1). The drawback of any laser data is that the laser lights only paints a small fraction of the lunar surface area (<0.2%). This is my estimate based on their stated 1 laser shot per second frequency, operating for 2 years, and a 20 m radius laser beam at the lunar surface. Thus,
Total number of laser shots= 365 days/year *2 years operation * 24 hours/day * 60 minutes/hour * 60 seconds/minute =63 million laser shots.
Area painted by laser light= 63 million laser shots * PI * (20 meter radius/laser shot / 1000 meter/kilometer) ^2=~79000 square kilometers
Moon's surface area=4*PI*(1737 km Moon radius)^2=~38 million square kilometers
Percentage of lunar surface with altitude measured by laser light= 79000/38000000*(100 percentage/decimal fraction)=~0.2%
They then interpolate these sparse points to create digital maps at 500m/pixel. I don't know about you, but I am a little dubious of interpolating a 500 m by 500 m surface with only 0.2% of the area fully defined. What is needed is an error estimate for each of these maps points. I admit the polar regions have somewhat better coverage/laser point density because of the orbit crossing the poles, but it is not that much more (likely <1%).

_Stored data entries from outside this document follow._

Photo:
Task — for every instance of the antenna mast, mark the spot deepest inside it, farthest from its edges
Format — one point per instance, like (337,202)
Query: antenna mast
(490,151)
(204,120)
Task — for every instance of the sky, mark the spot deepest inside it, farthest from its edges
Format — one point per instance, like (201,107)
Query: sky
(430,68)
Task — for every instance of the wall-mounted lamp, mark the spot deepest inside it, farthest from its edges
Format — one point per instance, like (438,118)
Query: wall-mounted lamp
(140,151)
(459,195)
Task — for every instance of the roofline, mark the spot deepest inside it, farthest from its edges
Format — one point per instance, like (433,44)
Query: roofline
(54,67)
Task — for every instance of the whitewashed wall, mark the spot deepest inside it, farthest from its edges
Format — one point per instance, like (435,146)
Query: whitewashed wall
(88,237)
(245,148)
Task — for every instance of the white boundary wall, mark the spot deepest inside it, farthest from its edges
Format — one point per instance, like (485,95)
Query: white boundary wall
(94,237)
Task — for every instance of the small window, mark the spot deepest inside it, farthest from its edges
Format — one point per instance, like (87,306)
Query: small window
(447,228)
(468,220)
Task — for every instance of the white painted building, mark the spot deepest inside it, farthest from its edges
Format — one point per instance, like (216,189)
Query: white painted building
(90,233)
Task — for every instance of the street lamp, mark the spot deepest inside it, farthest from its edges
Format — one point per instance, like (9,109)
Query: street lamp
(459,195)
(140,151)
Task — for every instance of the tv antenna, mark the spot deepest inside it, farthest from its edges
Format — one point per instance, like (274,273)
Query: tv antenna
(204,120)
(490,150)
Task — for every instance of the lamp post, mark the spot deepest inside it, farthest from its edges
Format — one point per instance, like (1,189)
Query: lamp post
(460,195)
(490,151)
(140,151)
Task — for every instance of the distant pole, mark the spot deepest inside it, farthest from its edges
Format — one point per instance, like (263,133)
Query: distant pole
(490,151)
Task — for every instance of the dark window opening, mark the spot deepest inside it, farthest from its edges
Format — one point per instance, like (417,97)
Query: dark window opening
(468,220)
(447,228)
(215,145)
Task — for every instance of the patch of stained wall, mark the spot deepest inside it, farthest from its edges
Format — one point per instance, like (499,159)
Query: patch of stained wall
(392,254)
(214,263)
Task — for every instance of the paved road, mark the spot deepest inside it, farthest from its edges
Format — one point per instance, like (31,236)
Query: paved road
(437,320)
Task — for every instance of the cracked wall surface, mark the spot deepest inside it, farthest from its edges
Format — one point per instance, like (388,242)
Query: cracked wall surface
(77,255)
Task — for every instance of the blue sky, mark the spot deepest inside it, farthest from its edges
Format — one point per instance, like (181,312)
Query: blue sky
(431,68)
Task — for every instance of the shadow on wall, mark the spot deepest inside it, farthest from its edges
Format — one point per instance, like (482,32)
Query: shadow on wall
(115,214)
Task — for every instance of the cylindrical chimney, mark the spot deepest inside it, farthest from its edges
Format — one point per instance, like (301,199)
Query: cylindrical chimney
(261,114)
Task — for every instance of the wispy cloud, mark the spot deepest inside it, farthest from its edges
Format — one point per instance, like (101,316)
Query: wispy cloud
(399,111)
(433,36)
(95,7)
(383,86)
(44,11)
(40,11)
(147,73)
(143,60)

Although laser data gives a general idea of the illumination situation, it is very hard to be accurate (except for a particular point and illumination analysis requires entire large areas). What if the laser measured the low point (or high point) in that 500 m by 500 m area rather than an average point?
What was needed was a terrain map based on the combined laser data and stereo-imagery derived data, of which JAXA apparently did some work on.
2). I am a little concerned about placing an outpost right where the light is best since it may be hard to drive up to the high points. The outpost may be better a little lower down and cables run to the better illuminated spots.
3). I am concerned about how much Kaguya data they used to generate the results. Earlier papers they wrote on the subject (http://www.lpi.usra.edu/meetings/lpsc2010/pdf/2293.pdf) implied they used a terrain model from 85 deg to 90 deg south. But the problem is that there may be shadow casting terrain (for very low Sun angles during lunar Winter) beyond that.
4). In comparing with actual Clementine images, it is fortuitous they could get a match given the uncertainty of the surface slopes due to the interpolations mentioned in (1). For shallow sun angles, the angle of the lunar surface with respect tot he Sun affects its brightness considerably. Even given a perfect digital elevation model, the method of generating polygonal surfaces from point data is arbitrary.
In summary, the identified sites were very good, but more work is needed to confirm the results. This can be done partly with LRO LOLA laser data and mainly with stereo-imagery derived altimetry (and we have a slew of images from LRO to do this).